It turns out that Kitces and especially Pfau have looked at using PE10 as a means to adjust portfolios for reduced risk/greater return, and there appears to be something useful here.

As many people know, this idea is far from new. Benjamin Graham suggested such a weighting scheme. In a 2011 paper, Dr Pfau did some analysis of Graham's system (he used PE10 as the valuation metric, of course it didn't exist when Graham and Dodd did their work)

From this paper:
Quote:
As a case study, I will compare a fixed 50/50 asset allocation strategy against a strategy introduced by Graham and Dodd (1940), in which investors maintain a 50/50 asset allocation when valuations fall within a range between 2/3 and 4/3 of their historical average value; the stock allocation is 75% when valuations are less than 2/3 of their average and 25% when valuations are more than 4/3 of their average. These numerical bounds correspond to evolving PE10 values of approximately 10 and 21 over time
The results were impressive. Compared to a static 50/50 rebalanced portfolio, on average retirees using the valuation-shifting strategy could have afforded SAFEMAX withdrawal rates about 1/2% higher, and it was 2% higher for some retirement years. That might not sound like a lot, but if we were planning to take 4% per year, that's 12% to 50% increase in allowable spending.

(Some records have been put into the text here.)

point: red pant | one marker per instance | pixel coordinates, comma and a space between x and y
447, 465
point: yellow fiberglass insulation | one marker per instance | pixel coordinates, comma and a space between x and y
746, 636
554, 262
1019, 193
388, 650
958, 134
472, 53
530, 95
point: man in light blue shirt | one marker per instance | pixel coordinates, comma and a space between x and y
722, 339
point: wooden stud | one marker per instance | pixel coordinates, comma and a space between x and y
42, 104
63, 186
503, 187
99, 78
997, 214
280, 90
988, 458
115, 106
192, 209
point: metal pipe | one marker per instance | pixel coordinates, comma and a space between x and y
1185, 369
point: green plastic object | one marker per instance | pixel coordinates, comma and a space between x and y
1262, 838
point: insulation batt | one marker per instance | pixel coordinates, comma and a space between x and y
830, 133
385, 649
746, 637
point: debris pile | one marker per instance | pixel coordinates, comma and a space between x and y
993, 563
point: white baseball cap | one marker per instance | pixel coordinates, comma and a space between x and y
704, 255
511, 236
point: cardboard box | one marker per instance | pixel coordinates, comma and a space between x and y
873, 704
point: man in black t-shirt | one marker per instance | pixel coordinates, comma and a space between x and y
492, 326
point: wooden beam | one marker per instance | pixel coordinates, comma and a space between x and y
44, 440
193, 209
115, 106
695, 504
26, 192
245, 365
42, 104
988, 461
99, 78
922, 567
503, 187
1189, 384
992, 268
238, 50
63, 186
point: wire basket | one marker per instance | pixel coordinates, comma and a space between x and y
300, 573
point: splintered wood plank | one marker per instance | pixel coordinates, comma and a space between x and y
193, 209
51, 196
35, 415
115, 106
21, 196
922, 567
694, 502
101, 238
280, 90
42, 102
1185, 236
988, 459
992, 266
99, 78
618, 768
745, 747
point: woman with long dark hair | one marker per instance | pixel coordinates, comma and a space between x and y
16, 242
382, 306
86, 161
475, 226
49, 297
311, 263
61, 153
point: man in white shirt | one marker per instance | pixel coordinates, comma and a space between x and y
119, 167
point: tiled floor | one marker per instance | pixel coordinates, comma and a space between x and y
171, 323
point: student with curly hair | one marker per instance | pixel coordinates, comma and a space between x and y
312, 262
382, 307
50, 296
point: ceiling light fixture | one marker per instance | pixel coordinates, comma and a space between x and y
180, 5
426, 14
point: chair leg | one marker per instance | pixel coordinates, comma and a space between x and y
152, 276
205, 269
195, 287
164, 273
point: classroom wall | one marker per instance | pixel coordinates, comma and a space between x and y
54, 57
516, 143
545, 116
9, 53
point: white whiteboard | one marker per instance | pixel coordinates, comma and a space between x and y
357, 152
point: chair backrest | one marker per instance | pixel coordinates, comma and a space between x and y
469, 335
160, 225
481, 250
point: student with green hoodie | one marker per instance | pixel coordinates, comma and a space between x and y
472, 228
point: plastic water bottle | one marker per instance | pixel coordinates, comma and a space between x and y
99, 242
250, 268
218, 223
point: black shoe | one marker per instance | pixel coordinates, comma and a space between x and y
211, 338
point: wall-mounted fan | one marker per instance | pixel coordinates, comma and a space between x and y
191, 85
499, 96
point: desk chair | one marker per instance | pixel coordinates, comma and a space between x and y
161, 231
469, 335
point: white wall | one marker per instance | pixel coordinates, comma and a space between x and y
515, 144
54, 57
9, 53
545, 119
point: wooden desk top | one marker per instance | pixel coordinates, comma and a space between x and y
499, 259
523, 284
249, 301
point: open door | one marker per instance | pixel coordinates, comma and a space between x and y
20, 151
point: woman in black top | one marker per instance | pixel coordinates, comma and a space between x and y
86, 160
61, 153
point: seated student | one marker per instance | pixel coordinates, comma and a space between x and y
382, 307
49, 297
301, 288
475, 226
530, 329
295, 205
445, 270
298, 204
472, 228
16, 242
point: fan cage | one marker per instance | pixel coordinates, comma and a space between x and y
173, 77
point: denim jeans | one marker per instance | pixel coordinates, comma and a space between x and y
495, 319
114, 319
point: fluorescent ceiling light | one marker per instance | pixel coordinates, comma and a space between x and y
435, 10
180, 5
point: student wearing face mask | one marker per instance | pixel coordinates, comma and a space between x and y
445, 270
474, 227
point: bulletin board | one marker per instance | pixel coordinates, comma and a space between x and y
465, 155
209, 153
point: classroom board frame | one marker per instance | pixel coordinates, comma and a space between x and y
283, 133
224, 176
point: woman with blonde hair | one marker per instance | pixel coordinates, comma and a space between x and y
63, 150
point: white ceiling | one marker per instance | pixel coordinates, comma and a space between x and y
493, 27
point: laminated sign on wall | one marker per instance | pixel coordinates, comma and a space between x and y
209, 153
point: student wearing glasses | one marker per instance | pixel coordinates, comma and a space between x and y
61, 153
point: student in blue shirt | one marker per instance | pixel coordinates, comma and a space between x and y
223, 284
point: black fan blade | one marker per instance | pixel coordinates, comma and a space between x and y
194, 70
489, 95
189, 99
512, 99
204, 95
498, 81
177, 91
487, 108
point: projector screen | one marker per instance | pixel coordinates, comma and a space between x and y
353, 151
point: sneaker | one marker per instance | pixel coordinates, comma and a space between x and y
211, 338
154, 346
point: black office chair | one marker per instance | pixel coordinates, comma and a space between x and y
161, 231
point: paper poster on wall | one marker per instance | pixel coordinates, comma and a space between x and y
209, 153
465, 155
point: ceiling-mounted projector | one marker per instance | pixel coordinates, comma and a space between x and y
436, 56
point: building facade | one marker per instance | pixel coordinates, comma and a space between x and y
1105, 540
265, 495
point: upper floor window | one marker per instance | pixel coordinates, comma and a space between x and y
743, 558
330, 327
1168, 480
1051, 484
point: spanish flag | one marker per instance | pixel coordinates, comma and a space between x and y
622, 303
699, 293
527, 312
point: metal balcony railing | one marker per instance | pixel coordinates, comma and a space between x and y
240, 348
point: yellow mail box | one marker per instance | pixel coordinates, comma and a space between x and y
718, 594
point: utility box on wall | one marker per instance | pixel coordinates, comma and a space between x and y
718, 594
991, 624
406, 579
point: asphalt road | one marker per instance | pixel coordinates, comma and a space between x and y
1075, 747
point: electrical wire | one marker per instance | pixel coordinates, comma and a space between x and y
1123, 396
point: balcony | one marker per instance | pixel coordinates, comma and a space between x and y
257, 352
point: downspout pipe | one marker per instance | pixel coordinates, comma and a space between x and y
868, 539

The best part is that it is achieved with less portfolio volatility.

Pfau didn't try to datamine and reverse-engineer the signal points or weightings, he just used what Graham proposed.

In this paper (Be sure to pull up the second available dowload--"35006"--it has been updated), Pfau takes a look at a previous popular study that had found negative results from PE10 timing. Pfau found the opposite--jumping from 0% to 100% stocks (to short-term commercial paper) based on 4 possible timing signals each produced average geometric returns better than 100% stocks. More significantly for most of us, he looks at other AA "spreads" centered on 50/50 (10:90, 20:80. 30:70, 40:60) and how an investor would have done (see Table 3). In general, the volatility of the "timing" portfolio was higher than the fixed 50/50 portfolio, but the average geometric return was from .3 to 1.5% better per year. The Sharpe ratio (a measure of how much risk is rewarded) was better for all the valuation-based portfolios than for the fixed 50-50 portfolio.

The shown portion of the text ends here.